Hawkeye e i musical che non devono essere nominati

Ammettiamolo, togliendo quei tre di noi che hanno sempre provato un’innata simpatia per Hawkeye, questa serie a lui dedicata su Disney+ non ha esattamente creato altissime aspettative. Dopotutto, parti con Wanda e Vision che sono gli Sweethearts di tutta la baracca, continui con Sam e Bucky in pieno stile Buddy Movie e dai a tutti la botta finale con Loki che, oggettivamente, potrebbe fare qualsiasi cosa e per il pubblico sarebbe comunque eroe nazionale; è normale che quando poi arrivi il Robin Hood del XXI secolo o il Legolas della Non Terra di Mezzo (che non è manco un elfo per ravvivare le cose) la reazione generale sia abbastanza tiepidina, come veder passare un’astronave aliena e poi l’Helicarrier con Nick Fury.

Hawkeye, però, riesce subito a trovare una sua identità, mettendo sul cammino di Clint Burton l’intraprendente, ma un po’ frenetica, Kate Bishop, arciere a sua volta e grande fan di Occhio di Falco dopo essere stata salvata da lui durante la Battaglia di New York. É lei che, senza volerlo, riporta l’attenzione del mondo criminale su Ronin, costringendo Clint a interrompere i festeggiamenti natalizi con la sua famiglia e intervenire per salvarle la vita.

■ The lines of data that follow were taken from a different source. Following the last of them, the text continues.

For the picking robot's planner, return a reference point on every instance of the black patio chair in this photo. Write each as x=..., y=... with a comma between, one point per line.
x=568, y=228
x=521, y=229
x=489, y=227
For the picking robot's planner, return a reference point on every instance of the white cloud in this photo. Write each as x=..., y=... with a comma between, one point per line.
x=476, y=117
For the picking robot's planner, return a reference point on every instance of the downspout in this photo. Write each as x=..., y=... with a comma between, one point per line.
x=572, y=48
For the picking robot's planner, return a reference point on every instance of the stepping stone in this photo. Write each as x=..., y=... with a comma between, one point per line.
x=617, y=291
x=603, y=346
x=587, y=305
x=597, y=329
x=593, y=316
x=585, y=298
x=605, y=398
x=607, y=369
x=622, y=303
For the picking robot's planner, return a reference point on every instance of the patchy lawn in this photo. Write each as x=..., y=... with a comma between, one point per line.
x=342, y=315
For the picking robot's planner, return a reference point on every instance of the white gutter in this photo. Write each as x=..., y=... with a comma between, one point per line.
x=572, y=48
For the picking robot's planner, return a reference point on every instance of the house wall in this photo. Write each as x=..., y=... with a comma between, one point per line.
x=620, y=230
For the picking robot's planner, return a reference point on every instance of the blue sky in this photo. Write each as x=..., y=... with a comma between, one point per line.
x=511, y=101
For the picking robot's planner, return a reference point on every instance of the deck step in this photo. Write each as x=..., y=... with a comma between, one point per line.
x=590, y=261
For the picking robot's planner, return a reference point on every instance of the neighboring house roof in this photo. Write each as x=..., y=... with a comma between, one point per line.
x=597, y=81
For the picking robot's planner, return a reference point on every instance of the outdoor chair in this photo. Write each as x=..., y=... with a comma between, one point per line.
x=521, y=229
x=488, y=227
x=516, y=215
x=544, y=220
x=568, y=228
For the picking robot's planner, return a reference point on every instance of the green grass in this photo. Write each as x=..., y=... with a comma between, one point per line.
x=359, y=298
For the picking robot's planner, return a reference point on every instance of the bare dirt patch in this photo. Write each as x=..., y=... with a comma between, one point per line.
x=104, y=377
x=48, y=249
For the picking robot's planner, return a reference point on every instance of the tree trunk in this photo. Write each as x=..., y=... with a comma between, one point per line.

La serie è allo stesso tempo una guida su come diventare un supereroe e un reality check sulle conseguenze di scegliere questa linea di professione. Non a caso l’inizio del primo episodio mostra Barton andare con i figli a vedere Rogers – The Musical, una versione super romanzata della battaglia di New York, e uscirne incredibilmente a disagio, se non addirittura disgustato. Kate, all’inizio, è l’incarnazione di questa visione tutta rose e fiori dell’essere eroe e questo la rende incredibilmente vulnerabile. Clint non è il suo mentore perché le insegna come usare arco e frecce, lei sa già farlo fin troppo bene; è il suo mentore perché la mette di fronte alla realtà, non filtrata dal sensazionalismo. Il bello di questa serie è che è costituita da sei episodi in cui Occhio di Falco urla al mondo, in grassetto e sottolineato:

È una storia che scava ben più a fondo dei film per mostrarci che gli eroi che veneriamo sono vulnerabili e fallaci e che le scelte che fanno hanno ripercussioni a lungo termine che si estendono ben oltre i titoli di coda: corpo e mente si deteriorarono e quando pensi che sia arrivato il momento di appendere l’arco al chiodo e goderti la pensione, ecco che il passato viene a sfondare la porta. Ad acuire tutto ciò, la serie fa i conti con i sensi di colpa che attanagliano il protagonista e la ferita ancora aperta per la morte di Natasha, che la presenza di Kate, che farebbe di tutto per essere la nuova partner di Occhio di Falco, fa tornare a sanguinare. In questa ragazzina che lo venera, Clint vede riflesse tutte le persone che sente di aver deluso e questo mette in moto un primordiale istinto protettivo.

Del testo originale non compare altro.